Man dies after crashing plane into his own home just hours after release from jail for assaulting wife
A small jet crashed into a house in Payson early Monday, killing the pilot, according to law enforcement. His family and neighbors were surprised at this sudden turn of events.
Just hours after being released from prison for assaulting his wife, a Utah man crashed a plane into his home to kill his family. According to a press release by the Payson City Police Department, 47-year-old Duane Youd maneuvred his Cessna 525 Citation Jet straight into his home on Monday at about 2.38 a.m. At the time of the crash, Youd's wife and son were present at the residence. However, they somehow managed to escape the burning house in time. Youd was declared dead on the spot, according to police.

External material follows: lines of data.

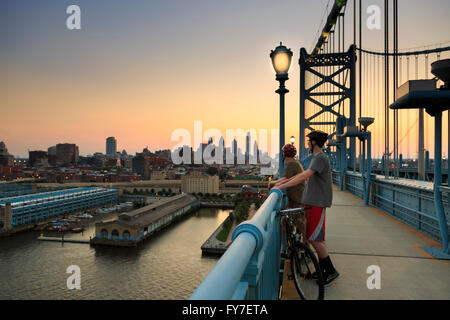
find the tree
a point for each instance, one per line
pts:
(212, 171)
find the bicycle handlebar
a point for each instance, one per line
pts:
(302, 209)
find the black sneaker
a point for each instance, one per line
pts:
(329, 277)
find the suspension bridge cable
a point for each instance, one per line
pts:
(411, 53)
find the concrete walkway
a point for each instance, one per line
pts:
(358, 237)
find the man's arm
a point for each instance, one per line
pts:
(298, 178)
(275, 182)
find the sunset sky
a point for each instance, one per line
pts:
(139, 69)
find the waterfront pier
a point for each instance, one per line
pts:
(133, 227)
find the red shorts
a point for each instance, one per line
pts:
(315, 223)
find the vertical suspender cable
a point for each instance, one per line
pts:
(360, 72)
(395, 85)
(386, 88)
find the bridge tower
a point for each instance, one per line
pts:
(327, 82)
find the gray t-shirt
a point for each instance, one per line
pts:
(319, 191)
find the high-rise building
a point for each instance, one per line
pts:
(6, 159)
(196, 182)
(141, 165)
(37, 158)
(66, 153)
(111, 146)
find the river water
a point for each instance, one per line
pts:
(168, 266)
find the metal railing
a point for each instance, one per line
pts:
(250, 267)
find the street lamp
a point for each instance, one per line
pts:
(281, 61)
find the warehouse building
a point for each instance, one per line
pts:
(28, 210)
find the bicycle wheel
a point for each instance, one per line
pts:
(303, 265)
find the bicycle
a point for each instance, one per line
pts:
(305, 268)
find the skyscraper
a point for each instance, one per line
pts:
(66, 153)
(111, 146)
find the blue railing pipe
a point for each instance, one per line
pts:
(238, 272)
(438, 181)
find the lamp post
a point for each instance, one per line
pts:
(281, 61)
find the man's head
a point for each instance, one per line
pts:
(289, 151)
(317, 139)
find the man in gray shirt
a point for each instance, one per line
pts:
(318, 195)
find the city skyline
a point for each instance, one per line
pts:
(141, 71)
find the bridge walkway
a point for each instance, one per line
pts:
(358, 237)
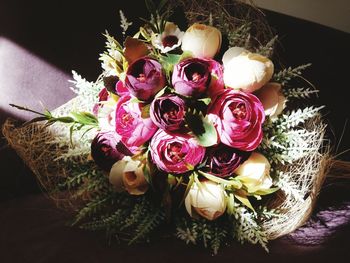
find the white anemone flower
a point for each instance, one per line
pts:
(170, 39)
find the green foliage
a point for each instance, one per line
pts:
(299, 93)
(245, 227)
(285, 140)
(285, 75)
(212, 234)
(203, 130)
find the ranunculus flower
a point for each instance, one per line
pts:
(127, 174)
(238, 118)
(202, 41)
(106, 149)
(144, 78)
(208, 201)
(272, 99)
(254, 173)
(223, 160)
(196, 77)
(175, 153)
(130, 125)
(170, 38)
(246, 71)
(168, 112)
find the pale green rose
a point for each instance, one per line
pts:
(207, 200)
(202, 41)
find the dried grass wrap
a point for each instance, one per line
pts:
(42, 148)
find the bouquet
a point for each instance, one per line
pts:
(189, 128)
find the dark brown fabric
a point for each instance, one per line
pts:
(42, 41)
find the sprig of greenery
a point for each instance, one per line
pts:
(285, 75)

The press release also mentioned that he was arrested for domestic violence against his wife Sunday night. Her identity is yet to be known. Youd made bail just before 1 a.m. Tuesday morning after being booked into the Utah County Jail. He had requested to be escorted to his residence to pick up his belongings, according to the press release.

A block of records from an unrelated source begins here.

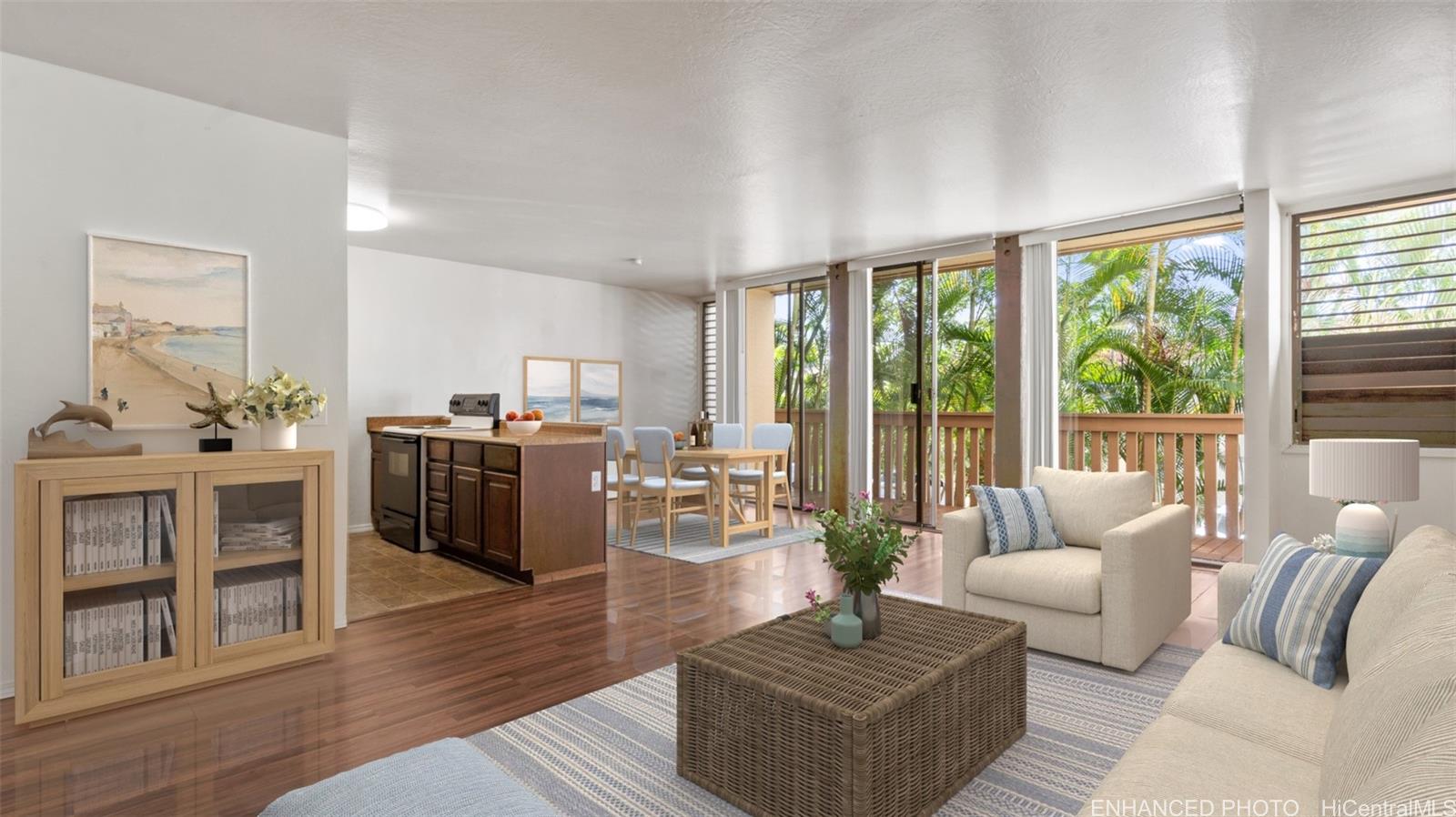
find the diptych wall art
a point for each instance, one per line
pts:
(574, 389)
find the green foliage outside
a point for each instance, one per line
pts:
(1154, 328)
(1147, 328)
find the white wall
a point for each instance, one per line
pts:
(82, 153)
(1278, 478)
(422, 329)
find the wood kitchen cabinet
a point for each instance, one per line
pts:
(501, 504)
(466, 503)
(531, 511)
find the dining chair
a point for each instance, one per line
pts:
(622, 482)
(778, 438)
(654, 449)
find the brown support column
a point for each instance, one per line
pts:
(839, 388)
(1008, 361)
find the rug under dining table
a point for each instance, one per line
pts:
(693, 543)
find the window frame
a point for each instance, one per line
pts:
(1296, 302)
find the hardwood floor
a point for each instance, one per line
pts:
(408, 678)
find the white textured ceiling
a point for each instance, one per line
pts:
(720, 140)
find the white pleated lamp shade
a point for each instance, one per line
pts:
(1366, 470)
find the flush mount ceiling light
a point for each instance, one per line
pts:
(363, 218)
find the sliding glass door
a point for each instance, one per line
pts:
(788, 376)
(803, 376)
(905, 460)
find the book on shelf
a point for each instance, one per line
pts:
(116, 532)
(257, 601)
(252, 530)
(111, 628)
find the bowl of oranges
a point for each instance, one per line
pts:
(526, 423)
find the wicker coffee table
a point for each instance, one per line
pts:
(778, 721)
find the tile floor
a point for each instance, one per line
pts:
(385, 577)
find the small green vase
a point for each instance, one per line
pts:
(844, 630)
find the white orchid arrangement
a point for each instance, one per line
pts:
(278, 397)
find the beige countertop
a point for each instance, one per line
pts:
(543, 438)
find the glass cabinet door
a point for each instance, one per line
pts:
(258, 536)
(116, 580)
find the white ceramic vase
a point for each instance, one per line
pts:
(278, 434)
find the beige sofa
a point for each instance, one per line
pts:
(1111, 596)
(1242, 729)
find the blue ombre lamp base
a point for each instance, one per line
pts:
(1363, 530)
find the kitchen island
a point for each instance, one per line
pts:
(531, 509)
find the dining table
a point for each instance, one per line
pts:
(718, 463)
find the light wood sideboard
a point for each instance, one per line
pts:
(128, 586)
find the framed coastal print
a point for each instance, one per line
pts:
(551, 386)
(164, 322)
(599, 390)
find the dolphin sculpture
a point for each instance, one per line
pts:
(47, 445)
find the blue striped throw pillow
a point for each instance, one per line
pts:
(1016, 519)
(1299, 608)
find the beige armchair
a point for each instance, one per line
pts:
(1111, 596)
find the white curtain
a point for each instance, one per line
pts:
(733, 397)
(861, 389)
(1038, 366)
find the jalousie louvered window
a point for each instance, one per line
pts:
(1375, 320)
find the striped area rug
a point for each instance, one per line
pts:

The statement further described how he left his home with his belongings and his car, only to return later on a plane that he would crash into his home. According to CBS News, reporters learned that the Youd family home was "fully engulfed" in flames after the crash, Sgt. Noemi Sandoval said.
“He is an experienced pilot, and he flew from Spanish Fork airport directly here into the home,” Sandoval said. The Salt Lake Tribune reported that Youd flew for the company that owned the crashed aircraft. After the incident, an overturned car was found outside the home along with bits and pieces of the plane. “We don’t know what his ultimate goal is, whether he meant to hit it low like he did or he meant to hit it higher,” Sandoval said. “The lucky thing for us, if anything, in this whole situation is that we have only destruction of property and we have one male deceased, but it could have been so much worse than what it was.”

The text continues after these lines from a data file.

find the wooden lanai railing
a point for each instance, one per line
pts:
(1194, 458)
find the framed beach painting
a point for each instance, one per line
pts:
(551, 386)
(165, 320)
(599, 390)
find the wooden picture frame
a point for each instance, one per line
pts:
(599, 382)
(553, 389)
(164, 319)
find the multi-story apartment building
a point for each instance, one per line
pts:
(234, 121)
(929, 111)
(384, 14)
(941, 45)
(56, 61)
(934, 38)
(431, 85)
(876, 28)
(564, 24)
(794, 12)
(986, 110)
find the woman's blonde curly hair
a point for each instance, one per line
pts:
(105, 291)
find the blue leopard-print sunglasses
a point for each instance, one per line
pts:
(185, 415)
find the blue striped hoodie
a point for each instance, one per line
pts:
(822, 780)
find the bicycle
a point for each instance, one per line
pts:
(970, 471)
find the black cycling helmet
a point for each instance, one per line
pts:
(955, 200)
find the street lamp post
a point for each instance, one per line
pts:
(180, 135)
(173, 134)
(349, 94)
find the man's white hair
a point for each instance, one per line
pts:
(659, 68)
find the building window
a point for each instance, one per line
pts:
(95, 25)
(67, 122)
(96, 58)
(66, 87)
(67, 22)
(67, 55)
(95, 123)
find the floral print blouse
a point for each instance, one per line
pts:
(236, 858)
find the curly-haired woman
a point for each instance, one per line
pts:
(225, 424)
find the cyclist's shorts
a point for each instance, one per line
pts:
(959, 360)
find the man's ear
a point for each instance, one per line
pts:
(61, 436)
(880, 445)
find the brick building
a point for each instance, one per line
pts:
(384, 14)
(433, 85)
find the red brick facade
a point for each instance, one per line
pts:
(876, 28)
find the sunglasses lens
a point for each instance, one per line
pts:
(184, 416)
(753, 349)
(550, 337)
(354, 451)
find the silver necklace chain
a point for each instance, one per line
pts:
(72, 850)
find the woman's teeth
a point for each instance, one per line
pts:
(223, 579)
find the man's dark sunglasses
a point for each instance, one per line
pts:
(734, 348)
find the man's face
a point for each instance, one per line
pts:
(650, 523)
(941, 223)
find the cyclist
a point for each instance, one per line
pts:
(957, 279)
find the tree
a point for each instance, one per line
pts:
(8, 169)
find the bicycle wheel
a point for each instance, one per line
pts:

A friend of Youd’s spoke to the newspaper, “I can’t believe he was able to fly in like that. If he hadn’t hit the car, I wonder how much more damage this would have done to the house.” In a conversation with the Salt Lake Tribune, Youd's son from a previous marriage, Parker Youd, 17, said he had no idea what his father had planned to do.
“He told me only that it was going to be rough for a little bit, but that was it,” Parker said. According to him, he was possibly the last person his father spoke to. “I said, ‘I love you. Good luck. I’ll see you tomorrow,” Parker said. “He said, ‘I love you, too,’ got in his truck and drove away.”
The emotional son added, “He’s just a good guy. The best dad I could ask for.”